"Why does it feel so good to be so bad?"
So moans the evil Queen Doris of the Sixth Dimension in 1982's cult musical Forbidden Zone, quite possibly the omphalos of stylish cynicism and postmodern trash.
Does it still feel this way?
Is being "so young, so bad, so what?"– the reform school girls' anthem in the movie of the same name – still an aesthetically desirable position?
This last week, the notorious and widely loathed pornographic submission website Is Anyone Up? – which featured naked pictures sent in by angry exes in a kind of Senecan e-drama – was shut down by the site's creator Hunter Moore.
Moore has reportedly sold the domain to bullying-support site Bullyville.com, saying he'd become friends with BullyVille founder James McGibney, who helped him realize his talents in programming and social networking "could be channelled in a positive way." And the young pornographer does seem sheepish, particularly about his appearance last fall on Anderson Cooper's daytime talk show, where he was sliced and diced by the nimble host. He's even formed a new, principled site called We Party for a Profit, which is linked to several charitable organizations.
But Moore's apology is so obviously insincere (remember, he told Cooper flatly he wanted to be a "jerk" and profiteer): Reading it, it's clear his regrets involve legal hassles, and nothing more. "The site was a blessing for me," he states in his letter on Bullyville.com, "and still is, but I am burned out and I honestly can't take another underage kid getting submitted and having to go through the process of reporting it and dealing with all the legal drama of that situation."
What is really happening here? Is the world becoming a nicer place, or has bullying, on every level, become such a distasteful concept that even the likes of Moore are ceasing to do it?
Moore is so reminiscent of the now dead-but-for-the-burying Tucker Max (author of I Hope They Serve Beer in Hell), of Girls Gone Wild-maker Joe Francis and of deadbeat billionaire Brandon Davis: young-ish profligates and congenial predators (or, in Davis's case, salacious party monsters) and part of a social trend that has simply passed.

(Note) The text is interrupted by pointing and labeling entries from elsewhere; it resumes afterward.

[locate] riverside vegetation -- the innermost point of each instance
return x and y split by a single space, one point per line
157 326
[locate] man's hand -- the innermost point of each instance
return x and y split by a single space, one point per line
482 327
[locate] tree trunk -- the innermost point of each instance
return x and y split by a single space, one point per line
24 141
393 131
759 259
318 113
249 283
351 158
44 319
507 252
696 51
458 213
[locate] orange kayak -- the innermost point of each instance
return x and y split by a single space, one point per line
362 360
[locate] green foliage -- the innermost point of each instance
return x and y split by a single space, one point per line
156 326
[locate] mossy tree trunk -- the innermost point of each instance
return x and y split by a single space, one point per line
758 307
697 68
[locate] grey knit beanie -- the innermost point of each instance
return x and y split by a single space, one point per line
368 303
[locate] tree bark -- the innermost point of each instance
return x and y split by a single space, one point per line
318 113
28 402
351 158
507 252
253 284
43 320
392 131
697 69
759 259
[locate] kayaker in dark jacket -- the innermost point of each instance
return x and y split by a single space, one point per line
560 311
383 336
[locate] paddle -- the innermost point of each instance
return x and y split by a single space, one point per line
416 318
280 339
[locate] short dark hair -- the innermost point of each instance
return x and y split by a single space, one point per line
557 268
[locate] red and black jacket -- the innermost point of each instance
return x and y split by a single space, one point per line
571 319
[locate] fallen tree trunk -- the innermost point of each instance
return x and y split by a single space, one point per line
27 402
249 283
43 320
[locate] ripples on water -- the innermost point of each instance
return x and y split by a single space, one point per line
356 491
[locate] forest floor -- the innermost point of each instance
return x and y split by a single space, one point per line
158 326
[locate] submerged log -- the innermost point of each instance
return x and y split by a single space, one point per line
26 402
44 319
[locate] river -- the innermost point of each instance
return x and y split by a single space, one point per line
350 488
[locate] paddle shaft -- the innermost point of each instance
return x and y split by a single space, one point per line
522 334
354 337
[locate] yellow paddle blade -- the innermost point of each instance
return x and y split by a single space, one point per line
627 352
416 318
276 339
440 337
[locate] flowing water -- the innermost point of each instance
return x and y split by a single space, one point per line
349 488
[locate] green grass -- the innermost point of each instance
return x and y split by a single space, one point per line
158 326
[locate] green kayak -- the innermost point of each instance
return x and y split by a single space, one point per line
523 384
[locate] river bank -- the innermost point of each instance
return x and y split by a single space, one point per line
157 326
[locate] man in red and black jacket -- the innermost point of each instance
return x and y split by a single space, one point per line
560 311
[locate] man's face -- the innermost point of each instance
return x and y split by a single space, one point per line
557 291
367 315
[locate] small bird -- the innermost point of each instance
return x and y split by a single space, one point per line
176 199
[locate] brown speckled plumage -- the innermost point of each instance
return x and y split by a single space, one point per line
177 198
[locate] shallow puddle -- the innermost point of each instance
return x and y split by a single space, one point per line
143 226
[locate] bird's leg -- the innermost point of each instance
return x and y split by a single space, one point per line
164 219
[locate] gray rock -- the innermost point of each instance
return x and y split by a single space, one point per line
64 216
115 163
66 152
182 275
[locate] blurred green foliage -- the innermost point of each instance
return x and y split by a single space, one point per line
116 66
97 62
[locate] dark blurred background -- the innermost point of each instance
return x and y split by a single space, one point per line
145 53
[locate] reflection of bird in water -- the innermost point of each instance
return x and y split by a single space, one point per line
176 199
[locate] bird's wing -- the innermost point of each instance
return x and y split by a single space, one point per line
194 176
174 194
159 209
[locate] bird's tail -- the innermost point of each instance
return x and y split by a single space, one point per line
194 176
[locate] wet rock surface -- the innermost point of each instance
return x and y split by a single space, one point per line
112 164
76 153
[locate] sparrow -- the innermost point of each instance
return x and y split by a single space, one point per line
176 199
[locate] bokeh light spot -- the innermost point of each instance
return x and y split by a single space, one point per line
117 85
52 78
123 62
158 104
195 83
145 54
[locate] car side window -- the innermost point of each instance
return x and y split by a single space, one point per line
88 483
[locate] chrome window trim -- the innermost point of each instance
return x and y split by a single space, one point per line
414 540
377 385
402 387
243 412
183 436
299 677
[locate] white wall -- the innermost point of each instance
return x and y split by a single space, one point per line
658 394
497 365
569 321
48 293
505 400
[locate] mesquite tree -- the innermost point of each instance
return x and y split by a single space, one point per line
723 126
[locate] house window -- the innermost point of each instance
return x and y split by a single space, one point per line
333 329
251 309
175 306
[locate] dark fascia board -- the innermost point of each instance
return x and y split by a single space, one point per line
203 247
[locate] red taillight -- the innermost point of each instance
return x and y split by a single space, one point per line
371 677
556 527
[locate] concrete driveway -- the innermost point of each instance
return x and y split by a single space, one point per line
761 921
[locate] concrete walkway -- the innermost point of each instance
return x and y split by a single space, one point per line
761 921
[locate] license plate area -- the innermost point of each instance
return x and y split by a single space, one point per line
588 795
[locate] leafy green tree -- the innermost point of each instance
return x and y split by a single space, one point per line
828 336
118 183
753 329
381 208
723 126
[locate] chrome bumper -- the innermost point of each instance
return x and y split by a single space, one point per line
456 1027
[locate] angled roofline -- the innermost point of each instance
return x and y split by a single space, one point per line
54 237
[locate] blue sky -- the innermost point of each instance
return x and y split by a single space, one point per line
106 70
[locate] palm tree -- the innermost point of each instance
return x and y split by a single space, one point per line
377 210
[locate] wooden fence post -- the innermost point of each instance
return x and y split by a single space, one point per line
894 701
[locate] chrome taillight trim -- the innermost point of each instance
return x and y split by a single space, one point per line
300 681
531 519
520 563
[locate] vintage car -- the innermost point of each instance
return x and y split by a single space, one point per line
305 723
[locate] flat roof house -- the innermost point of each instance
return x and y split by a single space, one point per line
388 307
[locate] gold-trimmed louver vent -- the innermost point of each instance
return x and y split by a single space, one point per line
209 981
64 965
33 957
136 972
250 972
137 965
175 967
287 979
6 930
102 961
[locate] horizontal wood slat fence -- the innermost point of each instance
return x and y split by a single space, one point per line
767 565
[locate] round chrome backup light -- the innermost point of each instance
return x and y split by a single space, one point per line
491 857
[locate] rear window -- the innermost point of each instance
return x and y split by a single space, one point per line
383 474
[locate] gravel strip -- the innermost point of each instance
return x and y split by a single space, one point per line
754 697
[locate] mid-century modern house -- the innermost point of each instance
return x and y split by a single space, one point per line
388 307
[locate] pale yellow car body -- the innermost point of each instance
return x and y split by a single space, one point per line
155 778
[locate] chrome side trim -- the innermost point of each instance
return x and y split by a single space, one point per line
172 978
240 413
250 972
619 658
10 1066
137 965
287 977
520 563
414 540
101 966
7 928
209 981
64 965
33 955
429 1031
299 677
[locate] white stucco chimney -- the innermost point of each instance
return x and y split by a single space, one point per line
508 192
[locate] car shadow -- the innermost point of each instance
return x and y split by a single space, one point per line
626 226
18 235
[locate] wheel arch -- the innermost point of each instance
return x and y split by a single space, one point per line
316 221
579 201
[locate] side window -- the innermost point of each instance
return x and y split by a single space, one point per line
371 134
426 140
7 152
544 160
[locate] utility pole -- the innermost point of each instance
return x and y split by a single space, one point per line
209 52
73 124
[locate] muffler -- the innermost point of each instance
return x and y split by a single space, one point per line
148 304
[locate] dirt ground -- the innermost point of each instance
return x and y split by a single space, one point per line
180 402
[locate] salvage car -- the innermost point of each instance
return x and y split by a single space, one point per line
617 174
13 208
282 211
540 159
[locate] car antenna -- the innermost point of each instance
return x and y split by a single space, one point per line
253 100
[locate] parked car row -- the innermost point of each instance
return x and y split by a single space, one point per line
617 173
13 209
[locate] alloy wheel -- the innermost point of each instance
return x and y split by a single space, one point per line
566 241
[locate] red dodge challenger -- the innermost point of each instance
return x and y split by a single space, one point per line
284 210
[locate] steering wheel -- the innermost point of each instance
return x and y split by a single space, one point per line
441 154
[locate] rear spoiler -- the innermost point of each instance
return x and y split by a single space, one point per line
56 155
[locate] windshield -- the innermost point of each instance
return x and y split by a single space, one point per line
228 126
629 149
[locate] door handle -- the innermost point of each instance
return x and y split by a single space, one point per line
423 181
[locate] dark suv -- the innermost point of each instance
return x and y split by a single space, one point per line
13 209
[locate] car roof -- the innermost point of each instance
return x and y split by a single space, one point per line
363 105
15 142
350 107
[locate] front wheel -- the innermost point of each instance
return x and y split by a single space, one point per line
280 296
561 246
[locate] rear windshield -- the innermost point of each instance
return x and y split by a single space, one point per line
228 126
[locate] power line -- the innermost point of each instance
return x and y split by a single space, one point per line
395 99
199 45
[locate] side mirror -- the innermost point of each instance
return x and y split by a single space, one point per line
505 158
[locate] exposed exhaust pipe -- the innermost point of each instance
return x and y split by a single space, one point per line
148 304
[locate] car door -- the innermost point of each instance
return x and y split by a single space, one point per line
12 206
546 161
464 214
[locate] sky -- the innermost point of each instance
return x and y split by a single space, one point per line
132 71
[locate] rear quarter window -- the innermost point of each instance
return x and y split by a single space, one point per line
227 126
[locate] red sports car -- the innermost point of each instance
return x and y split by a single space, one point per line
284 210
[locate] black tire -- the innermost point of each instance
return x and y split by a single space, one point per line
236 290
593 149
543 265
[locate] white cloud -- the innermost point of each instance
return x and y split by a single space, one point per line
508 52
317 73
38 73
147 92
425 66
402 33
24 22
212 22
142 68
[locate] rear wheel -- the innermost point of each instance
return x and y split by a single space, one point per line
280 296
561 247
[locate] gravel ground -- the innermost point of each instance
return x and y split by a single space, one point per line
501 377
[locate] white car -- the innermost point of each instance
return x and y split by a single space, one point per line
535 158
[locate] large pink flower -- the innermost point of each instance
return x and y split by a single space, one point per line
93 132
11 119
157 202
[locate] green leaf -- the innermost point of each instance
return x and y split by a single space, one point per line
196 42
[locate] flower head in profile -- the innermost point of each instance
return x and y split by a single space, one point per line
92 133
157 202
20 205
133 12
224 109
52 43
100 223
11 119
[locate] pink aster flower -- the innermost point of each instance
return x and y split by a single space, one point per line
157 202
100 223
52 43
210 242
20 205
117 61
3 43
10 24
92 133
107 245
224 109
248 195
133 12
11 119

In its place, and a year after Perez Hilton re-branded himself as not "hated" but "sassy," apologized for "bullying" stars and told The View's Joy Behar and his fans that he has become "more positive," is the New Nice, an adult stance against not only the issue of teen bullying that films such as Lee Hirsch's documentary Bully have pushed front and centre, but bullying, period.
Hilton's revelation occurred after Jennifer Aniston, whom he has referred to as "Maniston" for years, in white-scrawled letters, ran into him in a parking garage and asked, plainly, "Why are you so mean?"
Hilton was poleaxed. You aren't real, he told her, you're a "character."
Herein lies the terrible disconnect, however. While Aniston can cry all the way to the bank, others – civilians – are not as easily consoled after online attacks.
Bullyville, in spite of its laudable name and purpose – exposing bullied celebrities and "alleged" celebrity bullies – is owned by the creators of Cheaterville, where posters are encouraged to "Fight Infidelity. Post a Known Cheater Now" – ultimately a scurrilous trend-surfing site of no moral value.
But it is fascinating to watch the idea of kindness, of decency, spread and spike.
As a corollary to the Green movement, the New Nice asks that we become obsessed with the sweet antics of video cats; that we sympathize with judge Jennifer (Cruella de) Lopez when she gets "goosies" on American Idol. We are to dismiss Lady Gaga for the homelier and lovelorn Adele, and love all films about human cruelty.
We are also, if uneasily, to applaud the specious actions of a Hunter Moore, who was clearly bullied himself (but in a nice way) to abandon his provocative business.
But bullies often don't change when they grow up. They simply morph into more complex and sometimes far more powerful versions of their youthful selves. If we force them to change their ways, won't they simply morph in such a way as to elude us further?
Instead of trying to legislate Nice (via the tricky antagonist of free speech, the hate-crimes laws), let us lead by example, and simply so.
"Don't call people names!" Behar barked at Perez. There's a nice, honest start.